Did Google hide the best version of Gemma 4 e4b in Android? The extracted model beats Unsloth and everything else I've tried.
A 3.6GB model from Google AI Edge Gallery beats larger 3.7GB alternatives in reasoning tests.
A Reddit user, u/LawyerCompetitive478, reported that Google's Gemma 4 e4b model, extracted from the AI Edge Gallery on Android via ADB in litertlm format, outperforms all other versions they've tested, including Unsloth's 3.7GB GGUF (gemma-4-E4B-it-UD-Q2_K_XL.gguf). The Android version weighs only 3.6GB, yet demonstrates superior reasoning and coherence, particularly in Russian text generation. In contrast, the litert-community/gemma-4-E4B-it-litert-lm variant produced incoherent output, suggesting potential bugs or quantization issues in community builds.
This discovery underscores the impact of model format and optimization on performance. Google's proprietary litertlm format, likely tailored for Android's AI Edge Gallery, may include optimizations for edge inference that improve quality without increasing size. The user's experience highlights how official, platform-specific builds can outperform generalized open-source versions, even when slightly smaller.

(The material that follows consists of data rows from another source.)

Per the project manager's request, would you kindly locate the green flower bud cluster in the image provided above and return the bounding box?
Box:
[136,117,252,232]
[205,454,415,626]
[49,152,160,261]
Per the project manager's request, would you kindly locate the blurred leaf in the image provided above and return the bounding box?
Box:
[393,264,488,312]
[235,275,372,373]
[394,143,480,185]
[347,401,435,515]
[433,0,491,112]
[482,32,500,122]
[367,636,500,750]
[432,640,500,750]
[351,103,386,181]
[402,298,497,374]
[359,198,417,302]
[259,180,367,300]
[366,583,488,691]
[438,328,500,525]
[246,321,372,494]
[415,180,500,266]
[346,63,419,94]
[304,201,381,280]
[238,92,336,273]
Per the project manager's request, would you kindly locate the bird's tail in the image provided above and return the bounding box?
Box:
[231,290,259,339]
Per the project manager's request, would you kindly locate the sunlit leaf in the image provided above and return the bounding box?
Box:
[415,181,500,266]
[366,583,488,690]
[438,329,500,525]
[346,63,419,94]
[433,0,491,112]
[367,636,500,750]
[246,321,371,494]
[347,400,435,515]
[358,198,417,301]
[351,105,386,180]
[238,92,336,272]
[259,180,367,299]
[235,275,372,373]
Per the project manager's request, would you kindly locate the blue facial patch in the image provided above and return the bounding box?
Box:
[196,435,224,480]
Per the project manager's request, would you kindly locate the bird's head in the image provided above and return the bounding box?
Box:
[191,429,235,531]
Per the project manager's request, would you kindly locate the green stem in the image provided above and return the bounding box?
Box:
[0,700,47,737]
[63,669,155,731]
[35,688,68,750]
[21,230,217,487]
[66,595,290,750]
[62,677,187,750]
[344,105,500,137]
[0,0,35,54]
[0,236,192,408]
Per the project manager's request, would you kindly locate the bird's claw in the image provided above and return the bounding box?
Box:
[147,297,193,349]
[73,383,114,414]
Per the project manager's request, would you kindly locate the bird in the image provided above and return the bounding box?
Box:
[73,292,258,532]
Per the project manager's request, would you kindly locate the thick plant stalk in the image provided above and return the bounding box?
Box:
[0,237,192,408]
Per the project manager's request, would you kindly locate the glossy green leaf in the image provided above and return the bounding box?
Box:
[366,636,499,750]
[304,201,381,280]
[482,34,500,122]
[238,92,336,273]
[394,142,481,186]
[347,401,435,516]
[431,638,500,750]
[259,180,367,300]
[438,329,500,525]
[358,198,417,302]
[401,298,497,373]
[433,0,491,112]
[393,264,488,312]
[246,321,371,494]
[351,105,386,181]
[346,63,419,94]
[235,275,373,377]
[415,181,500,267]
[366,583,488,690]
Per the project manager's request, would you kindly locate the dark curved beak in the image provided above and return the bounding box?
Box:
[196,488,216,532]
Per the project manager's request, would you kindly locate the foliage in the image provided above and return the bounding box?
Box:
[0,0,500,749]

For developers and AI enthusiasts, this suggests that model extraction from official sources may yield better results than downloading from repositories like Unsloth or Hugging Face, especially for multilingual tasks.
- Google's Gemma 4 e4b from AI Edge Gallery (3.6GB litertlm format) outperforms Unsloth's 3.7GB GGUF version in reasoning.
- The litert-community variant produces incoherent Russian text, indicating potential quantization or format issues.
- Model extraction via ADB reveals official Android builds may have optimizations not present in open-source downloads.
Why It Matters
This shows official platform-optimized models can outperform larger open-source versions, impacting edge AI deployment strategies.